Missouri Man Charged in Death of Man Found Stabbed in Bed
INDEPENDENCE, Mo. (AP) — Authorities say a Kansas City man has been charged in the 2013 death of a 22-year-old man whose brother found him suffering from stab wounds in his bed. Twenty-four-year-old John Seger was charged Thursday with second-degree murder in the death of Corey Laykovich, of Independence. Bond is set at $250,000. No attorney is listed for him in online court records. The probable cause statement says Laykovich walked to his Independence home after he was stabbed.
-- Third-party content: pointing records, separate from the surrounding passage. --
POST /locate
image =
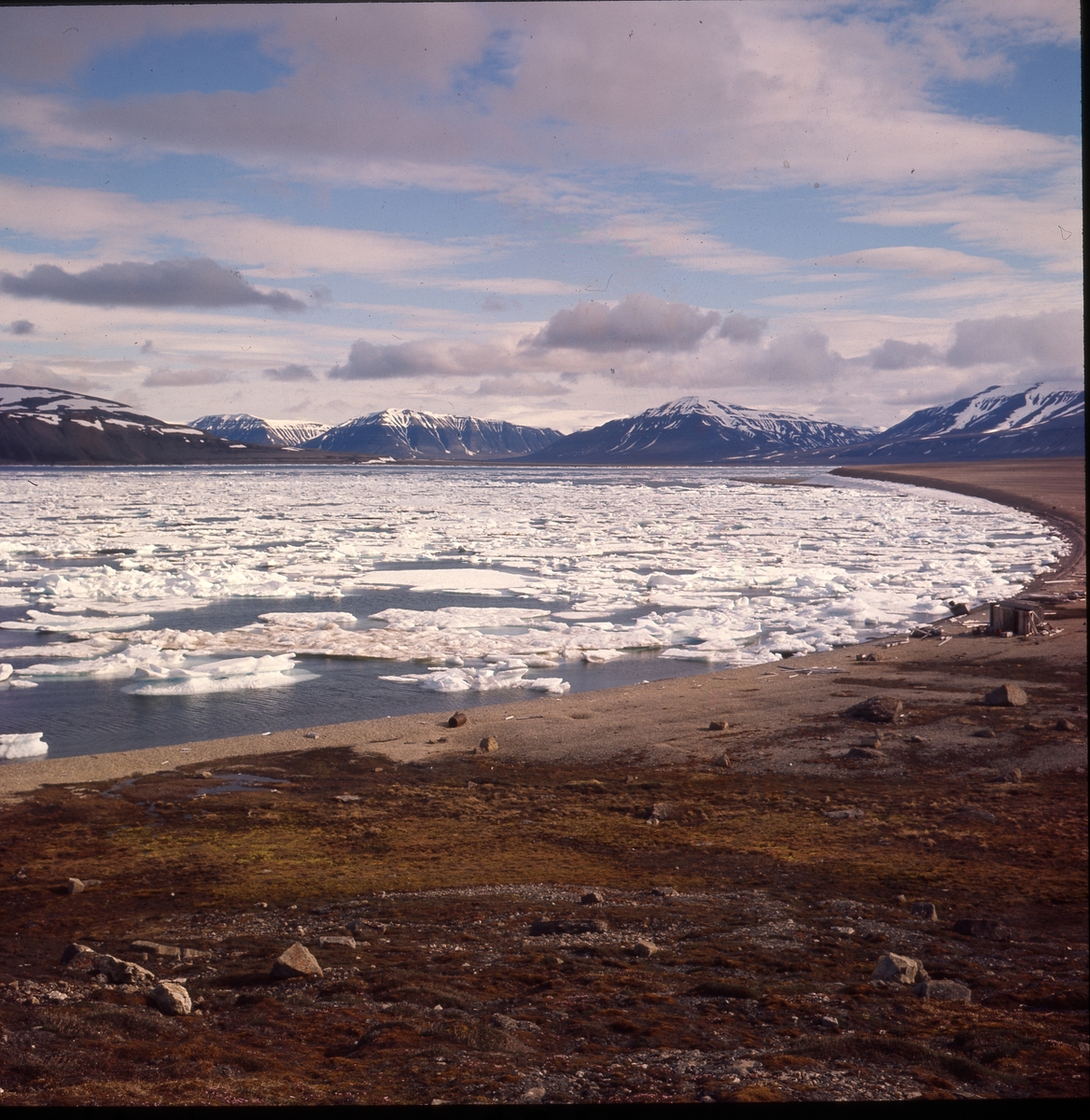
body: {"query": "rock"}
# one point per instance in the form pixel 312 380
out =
pixel 172 998
pixel 118 972
pixel 896 969
pixel 876 710
pixel 872 754
pixel 661 811
pixel 988 929
pixel 971 813
pixel 943 989
pixel 507 1023
pixel 1006 695
pixel 295 961
pixel 156 950
pixel 335 940
pixel 547 927
pixel 76 950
His brother said he went to check on Laykovich after hearing him breathing heavily. Laykovich was suffering from a large cut to the side of his neck and to his abdomen. The statement says Seger told police that Laykovich pulled a knife on him during an argument. Seger said the stabbing happened during a struggle.
Cab Driver Charged After Fatal Polk County Crash
DES MOINES, Iowa (AP) — A Des Moines cab driver has been charged with vehicular homicide for a crash that killed one Kansas man and injured another. Authorities say 29-year-old Mohamed Diriye also is charged with second-offense operating while intoxicated. Online court records don't list an attorney who could comment for him. The crash occurred shortly before 4 am Thursday, when the cab ran off a road into a ravine. The Polk County Sheriff's Office says 49-year-old Shawn Koltiska, of Augusta, Kansas, died in the crash. Another passenger was injured: 48-year-old Joseph Foster, of Garden Plain, Kansas. He was taken to a hospital. Diriye was treated and released.